Services Australia did not respond to questions asking how it defined "serious" non-compliance, nor how it determined whether the benefit of obtaining information through surveillance outweighed the intrusion on recipient privacy.
But the Australian Council of Social Service is concerned the tough approach could place vulnerable people under surveillance for mistakenly failing to update their records.
A spokesperson warned the government needed to exercise great care over how it approached potential breaches, as many people relied on income support to meet their basic needs and about a third of those on Jobseeker had chronic illness or disability.
"Given the serious risk of harm to affected individuals through intimidation and breach of privacy, any surveillance powers should be very narrowly defined and subject to close administrative oversight and review," an ACOSS spokesperson said.
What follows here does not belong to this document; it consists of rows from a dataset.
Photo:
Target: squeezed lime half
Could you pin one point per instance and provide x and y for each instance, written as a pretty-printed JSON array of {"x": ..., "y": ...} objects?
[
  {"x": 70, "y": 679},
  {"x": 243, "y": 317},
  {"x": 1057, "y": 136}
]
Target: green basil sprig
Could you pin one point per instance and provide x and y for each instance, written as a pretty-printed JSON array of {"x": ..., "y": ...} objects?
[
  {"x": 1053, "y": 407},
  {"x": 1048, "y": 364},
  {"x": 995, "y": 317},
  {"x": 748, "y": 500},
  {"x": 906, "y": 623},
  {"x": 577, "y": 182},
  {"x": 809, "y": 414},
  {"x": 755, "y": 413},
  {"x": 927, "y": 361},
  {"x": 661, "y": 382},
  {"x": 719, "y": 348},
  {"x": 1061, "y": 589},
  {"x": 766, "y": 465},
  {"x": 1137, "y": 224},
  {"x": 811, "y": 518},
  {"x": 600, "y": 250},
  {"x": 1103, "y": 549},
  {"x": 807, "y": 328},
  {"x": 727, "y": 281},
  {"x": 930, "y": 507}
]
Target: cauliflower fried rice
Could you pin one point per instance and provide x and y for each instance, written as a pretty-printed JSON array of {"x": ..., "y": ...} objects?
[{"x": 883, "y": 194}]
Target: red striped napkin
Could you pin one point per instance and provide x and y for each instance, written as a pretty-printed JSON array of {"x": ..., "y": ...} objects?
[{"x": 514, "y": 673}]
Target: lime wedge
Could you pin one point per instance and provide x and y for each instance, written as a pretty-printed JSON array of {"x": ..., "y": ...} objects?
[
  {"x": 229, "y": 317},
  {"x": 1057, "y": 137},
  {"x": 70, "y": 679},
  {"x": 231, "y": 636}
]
"Investigations should be conducted by public officials who are fully accountable and expected to exercise the highest standards of care and due diligence."
It comes more than a year after the federal government lost a class action suit over its problematic debt recovery program, known as "robodebt", forcing it to pay nearly $2 billion back to about 430,000 recipients.
The program raised compliance notices against more than 430,000 current and former welfare recipients using an "income-averaging" system to spread a person's reported taxable income across every fortnight of the year.
The Commonwealth Ombudsman said the debts raised using this information were "legally insufficient".
The opposition's government services spokesperson Bill Shorten said the government's recent track record with robodebts should cast doubts over whether the federal government will undertake appropriate surveillance of support payment recipients.
"The Morrison government cannot expect Australians to trust the people, who slapped them with illegal robodebts, to spy on them without going too far and doing damage," he told Australian Community Media.